Por Constanza Suárez
11 marzo, 2019

Condenado a una silla de ruedas, Mats pasaba sus días en los videojuegos on line. Pero a sus padres nunca les interesó. “Por no hacerlo, perdimos una oportunidad que nunca supimos que teníamos”, dijo Robert, su padre.

Mientras su hijo estaba vivo, Robert Steen nunca se interesó mucho sobre el mundo en que estaba inserto. Solía preocuparle que pasara tantas horas jugando en la computadora pero nunca se adentró en los videojuegos.

“Por no hacerlo, perdimos una oportunidad que nunca supimos que teníamos”, dijo el hombre a NRK tras el fallecimiento de su hijo en 2014.

Siendo solo un niño, Mats se vio obligado a pasar sus días en una silla de ruedas. Sufría de distrofia muscular de Duchenne (DMD), una enfermedad rara que causa degeneración muscular. Un error genético hacía que sus músculos no pudieran desarrollarse con normalidad y que, en última instancia, se destruyeran.

Le dijeron que el niño no pasaría los 20 años. Vivió hasta los 25, pero todo el tiempo Robert y su esposa temían que no tuviera una vida “normal”. Nada de salir a divertirse, conocer el amor o hacer deporte. No haría nada por la sociedad. Pero en eso estaban muy equivocados.

Familia Steen

Durante el funeral del joven, el padre vio un grupo de personas que ni él, ni su familia reconocían. Considerando que Mats casi nunca había salido de su apartamento, que se encontraba en el sótano de la casa de sus padres, en sus últimos años de su vida, era extraño que gente desconocida estuviera presente en el funeral.

Lo intrigante era que ellos jamás habían visto a Mats en persona, pero lo reconocían como Ibelin, un noble de nacimiento, filántropo y detective. Un buen amigo.

En la ceremonia fúnebre uno de aquellos personajes habló y contó que personas en todo Europa encendían velas por Mats para recordarlo.

¿Qué era lo que Robert y Trude no sabían sobre su hijo?

Familia Steen

Cuando el niño descubrió los videojuegos en la computadora de su padre a los 11 años, un mundo nuevo se abrió para él. Desde entonces no paró más. Jugaba todo lo que podía. “Jugó entre 15 mil a 20 mil horas”, dijo Robert en su funeral.

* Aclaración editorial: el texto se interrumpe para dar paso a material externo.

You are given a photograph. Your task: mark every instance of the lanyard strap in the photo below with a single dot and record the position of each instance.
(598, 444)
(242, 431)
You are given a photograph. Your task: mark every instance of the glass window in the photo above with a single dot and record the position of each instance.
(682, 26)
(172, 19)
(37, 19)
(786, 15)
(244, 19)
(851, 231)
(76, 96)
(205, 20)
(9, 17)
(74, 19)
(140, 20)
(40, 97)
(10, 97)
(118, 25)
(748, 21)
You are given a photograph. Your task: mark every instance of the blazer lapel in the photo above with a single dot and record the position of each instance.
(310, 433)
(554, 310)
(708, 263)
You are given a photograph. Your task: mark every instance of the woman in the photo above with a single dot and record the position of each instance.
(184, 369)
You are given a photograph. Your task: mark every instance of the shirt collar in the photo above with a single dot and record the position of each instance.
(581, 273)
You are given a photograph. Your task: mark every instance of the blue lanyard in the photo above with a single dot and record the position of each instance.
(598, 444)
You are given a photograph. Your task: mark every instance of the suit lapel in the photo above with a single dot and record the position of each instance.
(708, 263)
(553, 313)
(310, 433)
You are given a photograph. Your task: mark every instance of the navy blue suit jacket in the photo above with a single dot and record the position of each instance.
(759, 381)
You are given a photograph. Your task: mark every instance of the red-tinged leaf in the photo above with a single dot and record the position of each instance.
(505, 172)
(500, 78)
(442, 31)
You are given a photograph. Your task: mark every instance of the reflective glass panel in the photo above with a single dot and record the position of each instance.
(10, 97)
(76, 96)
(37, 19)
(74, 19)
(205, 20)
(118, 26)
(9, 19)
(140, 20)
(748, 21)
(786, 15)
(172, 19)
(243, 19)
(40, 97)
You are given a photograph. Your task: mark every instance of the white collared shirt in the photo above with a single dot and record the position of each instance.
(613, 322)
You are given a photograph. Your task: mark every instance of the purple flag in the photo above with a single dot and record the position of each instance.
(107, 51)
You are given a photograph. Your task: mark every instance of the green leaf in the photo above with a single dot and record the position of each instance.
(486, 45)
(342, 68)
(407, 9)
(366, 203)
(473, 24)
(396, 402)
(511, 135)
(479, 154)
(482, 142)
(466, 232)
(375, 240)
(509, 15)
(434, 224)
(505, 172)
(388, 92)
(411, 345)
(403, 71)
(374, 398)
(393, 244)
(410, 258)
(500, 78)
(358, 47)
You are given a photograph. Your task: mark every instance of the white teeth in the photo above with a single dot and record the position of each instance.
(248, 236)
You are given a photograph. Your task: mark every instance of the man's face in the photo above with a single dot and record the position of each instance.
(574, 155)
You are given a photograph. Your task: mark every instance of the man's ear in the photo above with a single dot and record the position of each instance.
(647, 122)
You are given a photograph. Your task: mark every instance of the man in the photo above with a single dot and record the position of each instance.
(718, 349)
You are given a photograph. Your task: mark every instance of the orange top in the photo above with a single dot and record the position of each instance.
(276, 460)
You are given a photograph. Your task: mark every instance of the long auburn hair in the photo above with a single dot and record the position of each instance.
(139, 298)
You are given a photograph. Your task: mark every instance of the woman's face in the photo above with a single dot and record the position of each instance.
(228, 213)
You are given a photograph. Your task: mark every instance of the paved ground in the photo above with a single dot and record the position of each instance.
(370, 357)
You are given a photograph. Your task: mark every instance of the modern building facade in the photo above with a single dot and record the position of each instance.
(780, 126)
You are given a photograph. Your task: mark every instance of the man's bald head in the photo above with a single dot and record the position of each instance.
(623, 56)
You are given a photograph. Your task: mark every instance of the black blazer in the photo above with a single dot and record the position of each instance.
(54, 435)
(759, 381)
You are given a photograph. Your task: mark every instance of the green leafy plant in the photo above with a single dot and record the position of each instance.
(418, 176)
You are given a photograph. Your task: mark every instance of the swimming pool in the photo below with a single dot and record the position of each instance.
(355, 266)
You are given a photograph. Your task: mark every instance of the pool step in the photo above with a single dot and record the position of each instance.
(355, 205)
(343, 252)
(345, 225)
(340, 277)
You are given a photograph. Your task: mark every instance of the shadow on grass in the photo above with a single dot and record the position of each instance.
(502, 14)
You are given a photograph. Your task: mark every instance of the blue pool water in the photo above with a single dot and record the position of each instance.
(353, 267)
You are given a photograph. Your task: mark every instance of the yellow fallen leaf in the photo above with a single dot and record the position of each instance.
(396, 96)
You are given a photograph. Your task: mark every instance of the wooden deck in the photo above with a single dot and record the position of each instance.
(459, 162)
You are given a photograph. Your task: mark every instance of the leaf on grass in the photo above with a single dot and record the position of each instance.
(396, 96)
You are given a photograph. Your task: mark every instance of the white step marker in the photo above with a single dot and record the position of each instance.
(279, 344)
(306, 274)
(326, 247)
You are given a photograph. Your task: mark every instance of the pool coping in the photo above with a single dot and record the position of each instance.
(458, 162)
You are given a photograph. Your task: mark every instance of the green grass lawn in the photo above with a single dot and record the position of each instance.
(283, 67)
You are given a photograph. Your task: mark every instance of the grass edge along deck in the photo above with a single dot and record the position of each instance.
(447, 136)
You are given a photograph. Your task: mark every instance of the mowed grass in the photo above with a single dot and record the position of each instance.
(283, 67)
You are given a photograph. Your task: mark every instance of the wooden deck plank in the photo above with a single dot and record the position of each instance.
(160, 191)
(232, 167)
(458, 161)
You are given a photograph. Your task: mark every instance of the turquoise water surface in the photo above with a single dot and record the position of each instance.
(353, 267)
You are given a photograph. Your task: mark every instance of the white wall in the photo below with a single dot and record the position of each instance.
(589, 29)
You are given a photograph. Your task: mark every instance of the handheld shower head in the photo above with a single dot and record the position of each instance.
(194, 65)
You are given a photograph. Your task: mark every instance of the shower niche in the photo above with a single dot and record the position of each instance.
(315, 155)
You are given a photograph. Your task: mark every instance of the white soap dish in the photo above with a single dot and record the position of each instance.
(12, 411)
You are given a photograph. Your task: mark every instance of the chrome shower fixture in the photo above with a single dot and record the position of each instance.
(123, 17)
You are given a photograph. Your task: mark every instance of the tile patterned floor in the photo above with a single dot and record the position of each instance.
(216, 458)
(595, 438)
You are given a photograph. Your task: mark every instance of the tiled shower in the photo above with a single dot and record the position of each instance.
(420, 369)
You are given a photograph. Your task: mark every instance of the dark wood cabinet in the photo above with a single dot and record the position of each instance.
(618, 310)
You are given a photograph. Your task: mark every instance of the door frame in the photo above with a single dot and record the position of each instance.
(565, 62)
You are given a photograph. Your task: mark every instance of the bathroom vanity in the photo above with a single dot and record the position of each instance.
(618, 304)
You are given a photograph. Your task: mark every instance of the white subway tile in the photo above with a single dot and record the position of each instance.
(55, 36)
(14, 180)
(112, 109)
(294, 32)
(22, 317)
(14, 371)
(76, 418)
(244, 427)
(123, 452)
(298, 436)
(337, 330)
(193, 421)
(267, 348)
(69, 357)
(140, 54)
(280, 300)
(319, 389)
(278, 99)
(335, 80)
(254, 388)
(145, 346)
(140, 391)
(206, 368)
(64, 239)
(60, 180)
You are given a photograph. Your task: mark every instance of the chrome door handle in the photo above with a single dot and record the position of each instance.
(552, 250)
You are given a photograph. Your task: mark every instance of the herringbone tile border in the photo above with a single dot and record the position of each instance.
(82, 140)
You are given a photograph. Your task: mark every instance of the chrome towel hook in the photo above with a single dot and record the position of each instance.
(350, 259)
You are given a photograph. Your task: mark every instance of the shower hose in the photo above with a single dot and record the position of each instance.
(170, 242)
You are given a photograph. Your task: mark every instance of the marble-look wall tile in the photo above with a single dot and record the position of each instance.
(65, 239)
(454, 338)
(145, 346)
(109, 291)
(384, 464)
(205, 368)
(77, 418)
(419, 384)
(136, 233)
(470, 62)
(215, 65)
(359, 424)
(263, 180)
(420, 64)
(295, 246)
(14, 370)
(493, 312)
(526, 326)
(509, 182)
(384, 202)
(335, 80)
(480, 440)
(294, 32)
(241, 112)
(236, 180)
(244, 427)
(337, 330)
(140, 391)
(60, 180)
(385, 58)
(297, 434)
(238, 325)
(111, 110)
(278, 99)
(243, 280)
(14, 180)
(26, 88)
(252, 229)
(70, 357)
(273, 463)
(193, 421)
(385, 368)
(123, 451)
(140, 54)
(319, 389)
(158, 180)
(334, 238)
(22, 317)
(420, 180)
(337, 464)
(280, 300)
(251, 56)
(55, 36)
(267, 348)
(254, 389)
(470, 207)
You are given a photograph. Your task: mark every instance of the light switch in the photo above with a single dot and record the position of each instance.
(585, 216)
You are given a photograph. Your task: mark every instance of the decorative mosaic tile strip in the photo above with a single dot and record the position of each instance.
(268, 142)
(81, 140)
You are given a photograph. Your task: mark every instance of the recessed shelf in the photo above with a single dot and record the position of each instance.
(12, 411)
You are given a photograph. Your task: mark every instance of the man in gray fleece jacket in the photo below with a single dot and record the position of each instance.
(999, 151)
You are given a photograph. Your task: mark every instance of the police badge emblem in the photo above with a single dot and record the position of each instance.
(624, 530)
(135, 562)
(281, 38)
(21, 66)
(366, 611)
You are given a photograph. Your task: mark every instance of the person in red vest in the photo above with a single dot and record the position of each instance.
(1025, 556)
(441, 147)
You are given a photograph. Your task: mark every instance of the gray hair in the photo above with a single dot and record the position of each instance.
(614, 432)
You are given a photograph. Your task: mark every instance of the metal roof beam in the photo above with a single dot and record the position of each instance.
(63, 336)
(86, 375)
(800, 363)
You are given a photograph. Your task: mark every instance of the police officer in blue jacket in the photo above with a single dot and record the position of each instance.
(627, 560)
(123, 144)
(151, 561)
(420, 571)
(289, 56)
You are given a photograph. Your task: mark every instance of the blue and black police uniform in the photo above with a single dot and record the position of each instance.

No despegaba sus ojos de la computadora y se enfurecía cuando debía salir para ir a la cama. Eventualmente empezó a viajar más a menudo a Azeroth, un planeta en el popular juego World of Warcraft.

Pero no era tan solo un juego. Era más que eso. Cada vez que entraba a la plataforma digital, Mats se transformaba en Lord Ibelin Redmoore y a veces era Jerome Walker. Y esos personajes jugarían un papel importante en la vida de otra gente, totalmente desconocida.

En Azeroth Mats encontró camaradas, que con el tiempo se convirtieron en un amplio círculo de buenos amigos.

Pero su padre solo veía a su hijo frente a una computadora, con las cortinas cerradas, en total soledad. Pensaba que su mundo era muy “limitado”.

Familia Steen

Sus padres no comprendían por qué era importante para Mats estar conectado hasta tan entrada la noche. “Pero, por supuesto, la mayoría de la gente no juega por la mañana o durante el día. A esas horas suelen estar en la escuela o en el trabajo”, dijo Robert a NRK.

“Lo comprendimos cuando murió. Hasta el final de sus días siempre quisimos que se fuera a dormir a las 11 de la noche, como la “gente normal’”, agregó.

Personas como Lissetter Roovers, hicieron saber a Robert y Trude en el funeral de su hijo como era realmente su vida. Ella lo conocía desde que tenía 15 años y a sus 28, la muerte de Mats la marcó.

“Nos escribíamos sobre muchas cosas, pero nunca me contó su enfermedad. Pensé que su vida era como la mía. Por ejemplo, los dos decíamos que odiábamos el colegio”, contó la chica.

“Mats hablaba bastante sobre esos personajes del juego, pero no les dábamos mucha importancia”, aseguró Robert.

NRK

Mats era parte del grupo Starlight, de 30 miembros. Aún sigue activo. Cada año desde que murió Mats, Starlight hace una conmemoración en su honor.

“En Azeroth, mi discapacidad no importa, mis cadenas se rompen y puedo ser quien quiero ser. Ahí me siento normal”, escribió Mats en su blog a los 24 años. Él compartió sus más íntimos pensamientos de su sitio personal con la gente de Starlight.

El 18 de noviembre de 2014 Mats murió. Y recién en ese momento Robert comenzó a dimensionar el mundo secreto de su hijo.

En su blog, Mats escribió sobre la computadora en la que se sentó durante más de la mitad de su vida: “No es una pantalla, es una ventana hacia donde tu corazón desee ir”.